Pulmonary hypertension in pregnancy is associated with adverse pregnancy outcomes, such as prolonged hospitalization, intensive care unit (ICU) admission, and high maternal mortality. The Obstetric Comorbidity Index (OB-CMI) assesses maternal risk for these outcomes; however, its predictive power in patients with pulmonary hypertension remains unknown. This study evaluates maternal and neonatal outcomes in patients with pulmonary hypertension and examines whether a higher comorbidity burden is associated with longer hospitalization and ICU admission.

Methods

A retrospective cohort study was conducted using electronic health records from Mass General Brigham and Tufts Medical Center (1996–July 2025).

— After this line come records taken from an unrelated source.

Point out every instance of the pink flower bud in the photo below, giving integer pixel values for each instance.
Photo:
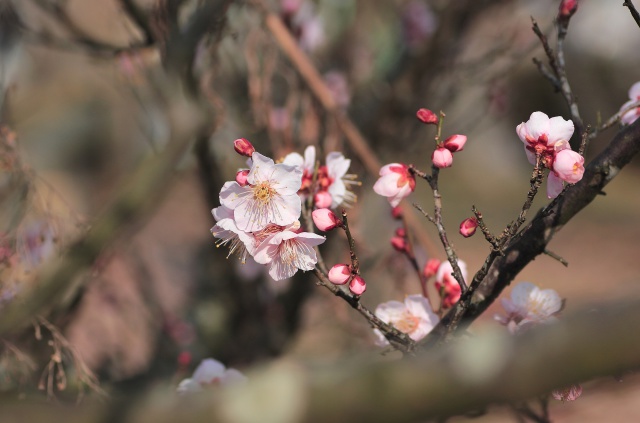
(339, 274)
(455, 142)
(399, 244)
(357, 285)
(396, 212)
(442, 157)
(243, 147)
(468, 227)
(241, 177)
(325, 219)
(322, 199)
(431, 268)
(567, 8)
(427, 116)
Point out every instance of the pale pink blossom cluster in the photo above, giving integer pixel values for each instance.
(631, 115)
(414, 317)
(259, 215)
(210, 373)
(529, 306)
(548, 139)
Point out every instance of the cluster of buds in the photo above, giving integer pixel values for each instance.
(341, 274)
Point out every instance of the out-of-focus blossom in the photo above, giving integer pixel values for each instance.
(287, 252)
(567, 394)
(427, 116)
(455, 143)
(210, 373)
(447, 285)
(325, 219)
(339, 274)
(244, 147)
(414, 317)
(441, 158)
(634, 95)
(529, 305)
(357, 286)
(270, 197)
(468, 227)
(395, 183)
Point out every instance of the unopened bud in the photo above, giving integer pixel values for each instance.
(241, 177)
(339, 274)
(427, 116)
(322, 199)
(431, 268)
(399, 243)
(243, 147)
(455, 142)
(468, 227)
(325, 219)
(442, 157)
(357, 285)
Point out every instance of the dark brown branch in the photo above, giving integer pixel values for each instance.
(632, 10)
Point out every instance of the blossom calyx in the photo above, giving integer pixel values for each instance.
(468, 227)
(325, 219)
(243, 147)
(427, 116)
(442, 158)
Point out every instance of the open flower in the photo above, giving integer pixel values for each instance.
(395, 183)
(413, 317)
(270, 196)
(634, 95)
(287, 251)
(529, 305)
(210, 373)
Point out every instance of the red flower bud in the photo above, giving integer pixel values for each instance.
(427, 116)
(243, 147)
(468, 227)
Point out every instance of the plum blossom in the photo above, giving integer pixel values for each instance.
(549, 138)
(395, 183)
(529, 305)
(270, 196)
(447, 285)
(287, 251)
(414, 317)
(210, 372)
(634, 95)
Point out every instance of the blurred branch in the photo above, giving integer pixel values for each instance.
(493, 367)
(632, 10)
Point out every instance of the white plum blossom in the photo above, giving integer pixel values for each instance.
(210, 373)
(270, 196)
(549, 138)
(395, 183)
(634, 95)
(529, 305)
(287, 251)
(413, 317)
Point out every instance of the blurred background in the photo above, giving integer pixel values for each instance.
(79, 117)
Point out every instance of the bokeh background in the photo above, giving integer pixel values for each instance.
(162, 297)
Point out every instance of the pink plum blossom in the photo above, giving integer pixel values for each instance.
(340, 274)
(414, 317)
(357, 286)
(325, 219)
(634, 95)
(447, 285)
(210, 372)
(529, 305)
(270, 197)
(441, 158)
(288, 251)
(395, 183)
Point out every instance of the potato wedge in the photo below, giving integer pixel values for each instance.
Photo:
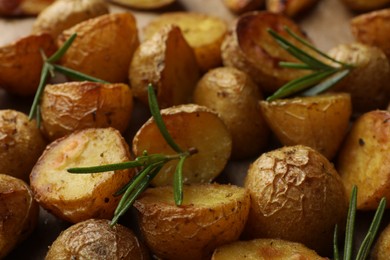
(67, 107)
(250, 48)
(296, 195)
(371, 69)
(204, 33)
(104, 46)
(63, 14)
(191, 126)
(21, 144)
(78, 197)
(21, 63)
(264, 249)
(320, 122)
(211, 215)
(18, 213)
(364, 159)
(235, 97)
(96, 239)
(168, 62)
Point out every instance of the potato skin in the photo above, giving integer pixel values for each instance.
(96, 239)
(21, 63)
(67, 107)
(235, 97)
(296, 195)
(211, 215)
(117, 38)
(63, 14)
(364, 159)
(21, 144)
(18, 213)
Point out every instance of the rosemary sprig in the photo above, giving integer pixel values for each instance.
(324, 75)
(48, 69)
(149, 166)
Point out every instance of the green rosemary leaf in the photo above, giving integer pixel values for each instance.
(350, 225)
(60, 52)
(76, 74)
(178, 181)
(300, 84)
(326, 84)
(155, 111)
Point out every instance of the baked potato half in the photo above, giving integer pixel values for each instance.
(211, 215)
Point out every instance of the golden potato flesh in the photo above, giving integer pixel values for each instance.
(204, 33)
(233, 95)
(96, 239)
(364, 159)
(211, 215)
(104, 46)
(191, 126)
(319, 122)
(63, 14)
(77, 197)
(21, 63)
(18, 213)
(369, 81)
(296, 195)
(67, 107)
(169, 63)
(21, 144)
(250, 48)
(265, 249)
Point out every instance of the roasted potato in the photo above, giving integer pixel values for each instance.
(211, 215)
(63, 14)
(371, 68)
(250, 48)
(320, 122)
(364, 159)
(204, 33)
(296, 195)
(168, 62)
(373, 29)
(21, 63)
(264, 249)
(78, 197)
(71, 106)
(96, 239)
(235, 97)
(192, 127)
(21, 144)
(104, 46)
(18, 213)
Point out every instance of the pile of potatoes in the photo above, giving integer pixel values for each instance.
(211, 81)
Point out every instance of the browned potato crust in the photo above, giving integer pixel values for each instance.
(96, 239)
(250, 48)
(169, 63)
(320, 122)
(211, 215)
(21, 63)
(265, 249)
(371, 69)
(63, 14)
(71, 106)
(191, 126)
(204, 33)
(364, 159)
(104, 46)
(21, 144)
(18, 213)
(78, 197)
(233, 95)
(296, 195)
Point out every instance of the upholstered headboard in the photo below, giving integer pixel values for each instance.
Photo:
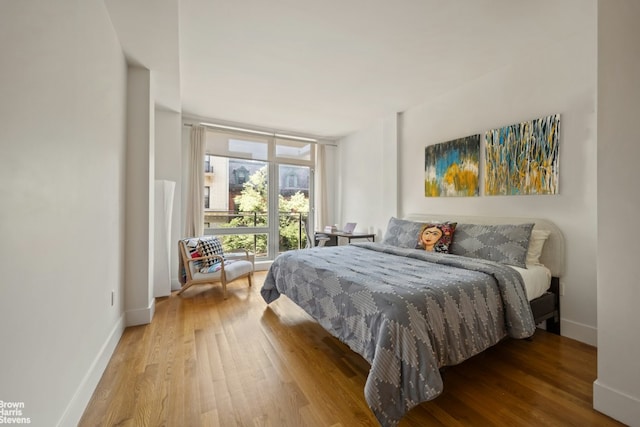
(553, 252)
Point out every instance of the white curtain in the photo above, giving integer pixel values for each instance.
(194, 224)
(322, 216)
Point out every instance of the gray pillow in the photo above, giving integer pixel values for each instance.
(504, 243)
(402, 233)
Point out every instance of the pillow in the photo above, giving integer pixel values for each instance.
(208, 247)
(538, 237)
(504, 243)
(402, 233)
(436, 237)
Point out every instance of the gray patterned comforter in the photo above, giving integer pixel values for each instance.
(406, 311)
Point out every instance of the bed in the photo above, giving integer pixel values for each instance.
(410, 313)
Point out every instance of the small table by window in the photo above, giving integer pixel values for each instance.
(333, 237)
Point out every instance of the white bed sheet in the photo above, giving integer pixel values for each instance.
(537, 279)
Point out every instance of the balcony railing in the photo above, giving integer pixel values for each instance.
(231, 225)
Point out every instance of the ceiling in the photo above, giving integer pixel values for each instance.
(327, 68)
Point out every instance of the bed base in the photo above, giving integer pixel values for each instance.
(547, 307)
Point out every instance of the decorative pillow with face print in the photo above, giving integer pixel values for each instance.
(436, 237)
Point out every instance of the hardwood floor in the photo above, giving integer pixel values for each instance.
(205, 361)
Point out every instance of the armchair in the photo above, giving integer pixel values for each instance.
(202, 261)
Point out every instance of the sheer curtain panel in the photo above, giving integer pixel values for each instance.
(194, 224)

Patients with pulmonary hypertension and pregnancies beyond 20 weeks’ gestation were identified using the International Classification of Disease-9/10 codes. Data were collected via manual chart review, and descriptive statistics and univariate regression analyses were performed (P < 0.05).

Results

Sixty-five pregnancies among 61 patients were identified. The median maternal age was 32.9 (interquartile range 28.9–36.6) years. The maternal mortality rate was 3 %, with both deaths occurring before 2000. Most patients (56.9 %) had cesarean delivery under epidural anesthesia (69.2 %). Median OB-CMI was 9, and median hospitalization was 6 days. Pulmonary artery pressure was associated with prolonged hospitalization (P = 0.004) and ICU admission (P = 0.027). OB-CMI showed borderline association with ICU admission (P = 0.046), but not hospitalization duration (P = 0.580).

Conclusions

In patients with pulmonary hypertension, ICU admission and prolonged hospitalization were common and associated with pulmonary arterial pressure but not OB-CMI. Further studies are needed to develop scoring tools specific to pulmonary hypertension patients to improve risk assessment.
妊娠肺动脉高压患者的产科合并症指数(OB-CMI)及其与ICU住院和住院时间的关系:一项回顾性队列研究(1996-2025)
妊娠期肺动脉高压与不良妊娠结局相关,如延长住院时间、入住重症监护病房(ICU)和高孕产妇死亡率。产科合并症指数(OB-CMI)评估这些结果的产妇风险;然而,其对肺动脉高压患者的预测能力尚不清楚。本研究评估了肺动脉高压患者的孕产妇和新生儿结局,并探讨了较高的合并症负担是否与更长时间的住院和ICU住院有关。方法回顾性队列研究采用麻省总医院布里格姆和塔夫茨医学中心1996 - 2025年7月的电子健康记录。使用国际疾病分类9/10代码确定肺动脉高压和妊娠超过20周的患者。采用手工图表复习法收集资料,进行描述性统计和单因素回归分析(P < 0.05)。结果61例患者中有65例妊娠。产妇年龄中位数为32.9岁(四分位数差为28.9-36.6岁)。产妇死亡率为3%,两例死亡都发生在2000年之前。大多数患者(56.9%)在硬膜外麻醉下剖宫产(69.2%)。中位OB-CMI为9,中位住院时间为6天。肺动脉压与住院时间延长(P = 0.004)和入住ICU (P = 0.027)相关。OB-CMI与ICU入院率呈临界相关(P = 0.046),与住院时间无显著相关性(P = 0.580)。结论肺动脉高压患者入住ICU和延长住院时间较常见,且与肺动脉压相关,但与OB-CMI无关。需要进一步研究开发针对肺动脉高压患者的评分工具,以改善风险评估。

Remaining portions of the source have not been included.